I did this once about 20 years ago, just to see what would happen. I put person A as the destination address, and person B as the return address - I wasn’t stupid enough to put my OWN name & address on the envelope. Person A (destination) got a notice in his mailbox to come to the post office to pick up the letter, and had to pay first class postage to get it. All it had in it was a note “If you get this, please call muldoonthief” (using only my nickname in case the Postmaster General got a hold of it). He was not amused. I don’t know what would have happened if he ignored the notice or refused to pay.
Shrug, if you’re really worried about postage use the glue trick.
The person you’re sending mail to has to be in on it. When you stamp a envelope, completely coat the stamp with a thin layer of white glue. The stamp gets cancelled, and the letter delivered. Have the person at the destination wipe the stamp with a damp cloth until the cancellation mark is gone, then reuse the stamp.

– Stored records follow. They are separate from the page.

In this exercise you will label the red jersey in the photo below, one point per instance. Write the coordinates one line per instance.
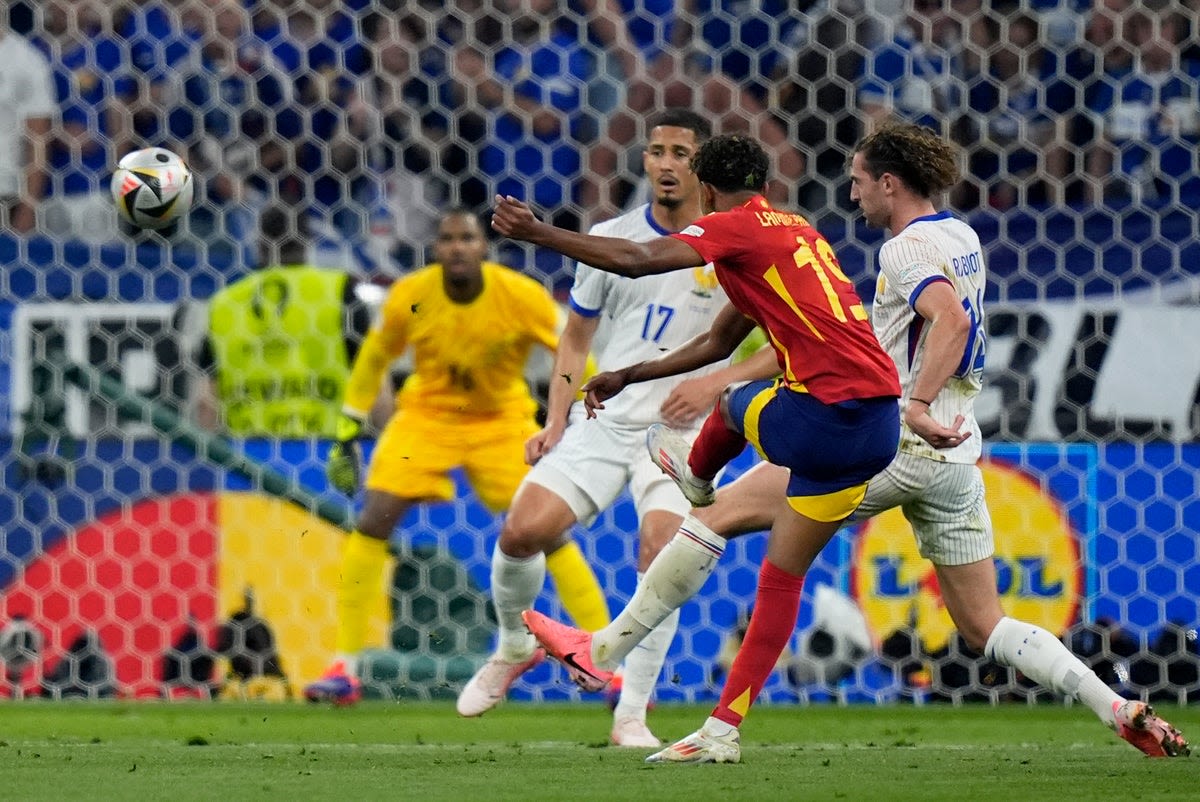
(780, 271)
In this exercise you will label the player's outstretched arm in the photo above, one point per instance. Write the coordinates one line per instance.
(515, 220)
(729, 329)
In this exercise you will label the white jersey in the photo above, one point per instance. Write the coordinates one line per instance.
(27, 90)
(642, 318)
(931, 249)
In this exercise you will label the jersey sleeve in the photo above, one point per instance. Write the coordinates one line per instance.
(715, 237)
(394, 318)
(545, 317)
(910, 264)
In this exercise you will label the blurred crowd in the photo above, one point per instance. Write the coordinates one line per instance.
(373, 114)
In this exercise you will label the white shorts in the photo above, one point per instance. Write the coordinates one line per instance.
(942, 501)
(595, 461)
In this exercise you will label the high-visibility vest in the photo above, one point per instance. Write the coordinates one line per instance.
(279, 346)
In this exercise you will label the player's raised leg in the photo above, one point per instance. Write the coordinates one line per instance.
(969, 592)
(676, 574)
(537, 520)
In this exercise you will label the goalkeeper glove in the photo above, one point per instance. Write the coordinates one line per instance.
(343, 467)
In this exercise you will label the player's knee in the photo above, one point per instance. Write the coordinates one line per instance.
(379, 518)
(522, 537)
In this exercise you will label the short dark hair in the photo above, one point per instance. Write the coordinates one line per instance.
(683, 118)
(917, 155)
(732, 163)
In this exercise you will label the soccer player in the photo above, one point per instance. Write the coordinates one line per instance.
(582, 466)
(931, 282)
(471, 324)
(832, 419)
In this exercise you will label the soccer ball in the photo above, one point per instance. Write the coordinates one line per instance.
(151, 187)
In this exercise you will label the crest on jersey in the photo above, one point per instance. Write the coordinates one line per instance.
(705, 281)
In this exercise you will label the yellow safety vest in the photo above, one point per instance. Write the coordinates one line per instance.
(279, 346)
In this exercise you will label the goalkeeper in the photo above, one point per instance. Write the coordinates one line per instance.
(471, 324)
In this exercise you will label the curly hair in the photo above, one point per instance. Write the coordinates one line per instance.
(924, 161)
(732, 163)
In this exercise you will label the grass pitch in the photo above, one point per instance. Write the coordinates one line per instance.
(222, 750)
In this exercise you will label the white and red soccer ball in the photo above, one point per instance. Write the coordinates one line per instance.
(151, 187)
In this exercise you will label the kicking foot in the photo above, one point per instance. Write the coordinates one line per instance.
(335, 686)
(491, 683)
(569, 646)
(1138, 724)
(631, 731)
(669, 450)
(701, 747)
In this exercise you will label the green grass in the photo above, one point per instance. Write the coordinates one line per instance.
(409, 750)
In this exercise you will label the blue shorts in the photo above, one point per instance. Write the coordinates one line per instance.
(832, 450)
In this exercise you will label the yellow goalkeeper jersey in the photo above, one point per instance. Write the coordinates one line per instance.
(467, 358)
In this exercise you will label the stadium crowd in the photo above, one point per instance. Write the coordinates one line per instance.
(375, 114)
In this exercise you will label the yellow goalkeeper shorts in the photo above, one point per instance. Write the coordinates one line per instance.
(419, 448)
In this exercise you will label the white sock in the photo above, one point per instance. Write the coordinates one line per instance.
(676, 575)
(718, 728)
(642, 666)
(1042, 657)
(516, 582)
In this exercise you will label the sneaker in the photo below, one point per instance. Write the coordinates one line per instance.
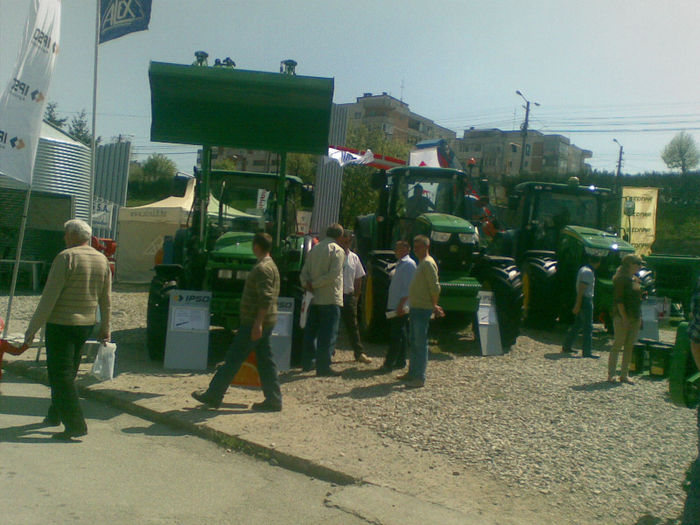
(266, 406)
(363, 358)
(384, 369)
(50, 422)
(68, 435)
(328, 373)
(202, 397)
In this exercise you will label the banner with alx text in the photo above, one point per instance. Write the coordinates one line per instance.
(23, 101)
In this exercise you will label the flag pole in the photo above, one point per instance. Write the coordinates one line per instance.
(94, 112)
(18, 258)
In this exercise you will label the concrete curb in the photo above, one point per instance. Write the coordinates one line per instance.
(263, 452)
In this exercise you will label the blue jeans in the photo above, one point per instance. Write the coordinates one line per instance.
(64, 343)
(240, 349)
(418, 323)
(583, 321)
(398, 342)
(320, 334)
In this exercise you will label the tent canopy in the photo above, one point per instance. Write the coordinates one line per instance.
(142, 229)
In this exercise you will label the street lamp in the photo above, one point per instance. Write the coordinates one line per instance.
(619, 165)
(525, 125)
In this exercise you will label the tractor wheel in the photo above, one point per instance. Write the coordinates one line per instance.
(370, 313)
(157, 317)
(647, 281)
(540, 303)
(682, 393)
(505, 281)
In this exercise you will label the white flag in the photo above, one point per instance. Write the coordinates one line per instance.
(345, 157)
(23, 102)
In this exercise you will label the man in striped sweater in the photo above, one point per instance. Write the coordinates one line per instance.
(79, 281)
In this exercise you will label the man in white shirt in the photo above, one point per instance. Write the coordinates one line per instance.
(583, 308)
(322, 275)
(353, 272)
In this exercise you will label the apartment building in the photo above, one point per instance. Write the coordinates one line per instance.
(395, 119)
(499, 152)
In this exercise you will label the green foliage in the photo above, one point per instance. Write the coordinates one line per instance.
(681, 153)
(358, 198)
(151, 180)
(80, 130)
(51, 115)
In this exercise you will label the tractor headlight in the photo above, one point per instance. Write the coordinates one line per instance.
(467, 238)
(596, 252)
(440, 236)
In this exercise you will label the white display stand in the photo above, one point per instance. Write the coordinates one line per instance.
(650, 320)
(489, 333)
(187, 338)
(281, 338)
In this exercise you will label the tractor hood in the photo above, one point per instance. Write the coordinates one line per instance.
(235, 244)
(442, 222)
(598, 242)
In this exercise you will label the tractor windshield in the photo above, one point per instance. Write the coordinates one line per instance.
(559, 210)
(416, 195)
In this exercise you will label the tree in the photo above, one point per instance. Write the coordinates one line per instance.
(80, 130)
(681, 152)
(51, 115)
(158, 166)
(358, 197)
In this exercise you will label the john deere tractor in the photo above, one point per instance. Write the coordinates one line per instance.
(432, 202)
(553, 228)
(224, 106)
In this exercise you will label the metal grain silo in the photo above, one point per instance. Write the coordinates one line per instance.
(63, 166)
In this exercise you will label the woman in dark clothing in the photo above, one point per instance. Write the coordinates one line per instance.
(627, 316)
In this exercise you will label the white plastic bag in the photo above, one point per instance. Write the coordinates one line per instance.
(304, 311)
(103, 367)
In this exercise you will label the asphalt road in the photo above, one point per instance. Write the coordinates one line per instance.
(129, 470)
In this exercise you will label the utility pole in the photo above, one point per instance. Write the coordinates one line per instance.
(524, 130)
(619, 166)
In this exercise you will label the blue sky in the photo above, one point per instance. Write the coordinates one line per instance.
(600, 70)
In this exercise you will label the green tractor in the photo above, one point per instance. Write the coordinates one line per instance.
(432, 202)
(248, 109)
(554, 227)
(221, 264)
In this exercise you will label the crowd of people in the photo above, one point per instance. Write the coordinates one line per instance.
(79, 282)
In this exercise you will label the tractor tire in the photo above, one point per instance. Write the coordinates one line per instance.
(681, 392)
(157, 317)
(539, 285)
(504, 279)
(372, 310)
(647, 281)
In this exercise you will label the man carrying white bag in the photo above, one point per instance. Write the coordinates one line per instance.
(79, 281)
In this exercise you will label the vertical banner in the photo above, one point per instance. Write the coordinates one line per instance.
(121, 17)
(641, 226)
(23, 101)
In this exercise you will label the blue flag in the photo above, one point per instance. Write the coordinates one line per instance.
(121, 17)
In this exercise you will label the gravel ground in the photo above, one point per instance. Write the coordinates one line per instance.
(534, 419)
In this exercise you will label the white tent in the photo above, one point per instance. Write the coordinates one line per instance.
(142, 229)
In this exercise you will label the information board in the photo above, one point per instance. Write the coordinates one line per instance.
(187, 337)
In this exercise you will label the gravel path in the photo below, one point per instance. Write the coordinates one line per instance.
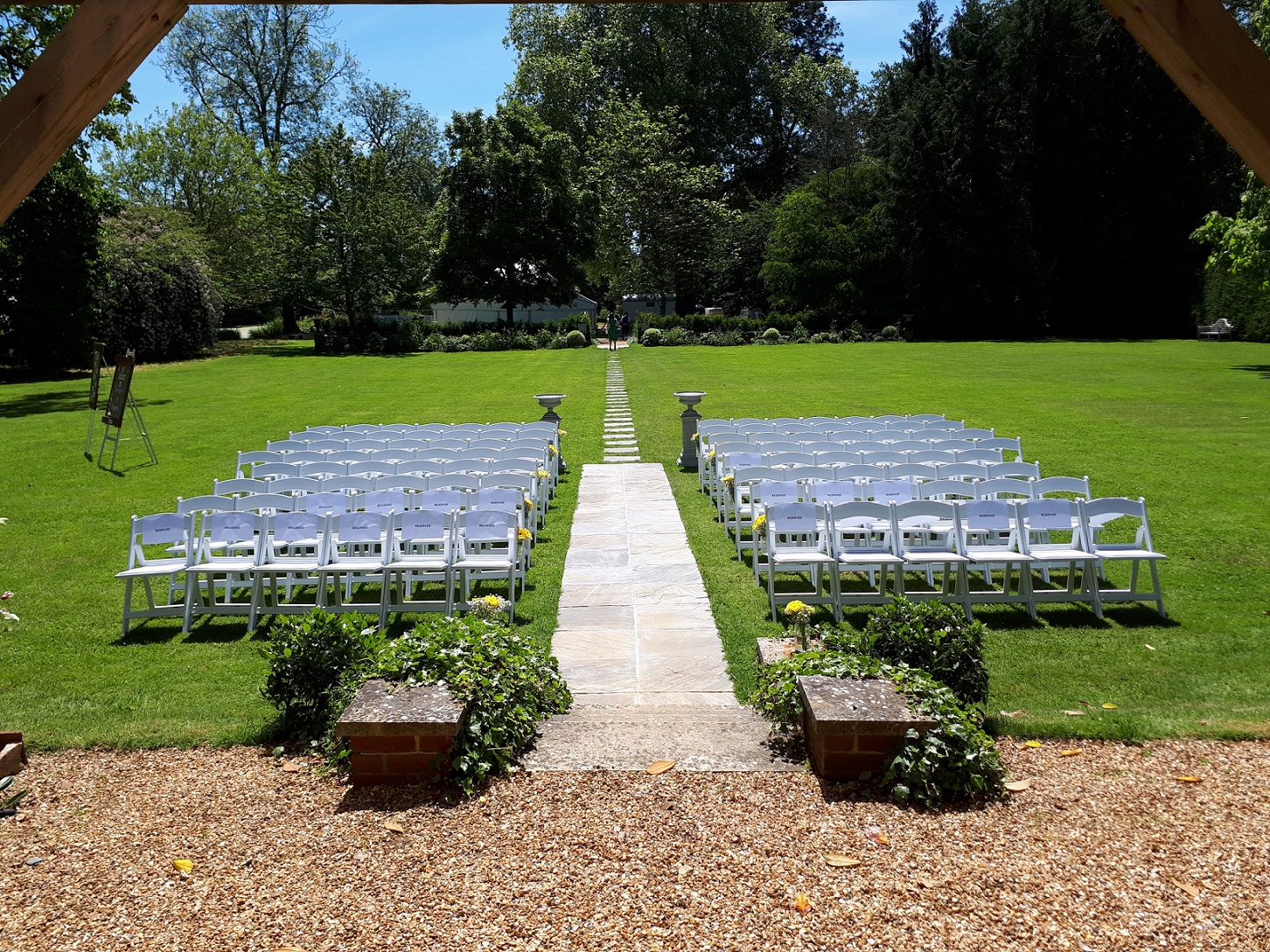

Business reply mail works the same way in the U.S. However, I read the OP as concerning one of those envelopes for which a stamp is needed, not one that was pre-paid. We get lots that have the business name in the return area but still require postage.
Letters lacking postage may get delivered to the destination address, but the carrier when delivering with request payment for the postage. If nobody is available to accept it, a notice will be left to pick up the mail at the post office.
IANAPE (postal employee). Just speaking from experience on the receiving end.
Out of curiosity, I tried that when I was 12 to see what would happen. I used my own address as the destination address, and my friend’s as the return address to see if he would get my letter “returned” to him.
Instead of being “returned to sender” letter arrived at my house, postage due. I can’t recall how they were put together, but the envelope arrived with a postcard addressed to the postmaster, onto which I was supposed to affix a stamp to pay for the letter that came without a stamp.
The fact of the matter is that to do anything so as to avoid paying the required postage is committing fraud. In the grander scheme of things, avoiding to pay 41 cents just because you might get away with it once (or several times) may not seem like any big deal. However, when quite a few folks do it all over the country, the dollar amounts add up and someone still has to pay to keep the entire process going.
Traditionally, attempting to defraud the government is never a good thing. What might have gotten you a slap across the wrist in the past has changed. In this post-9/11 paranoia Patriot Act world, the stakes are very much higher. Is it worth the risk?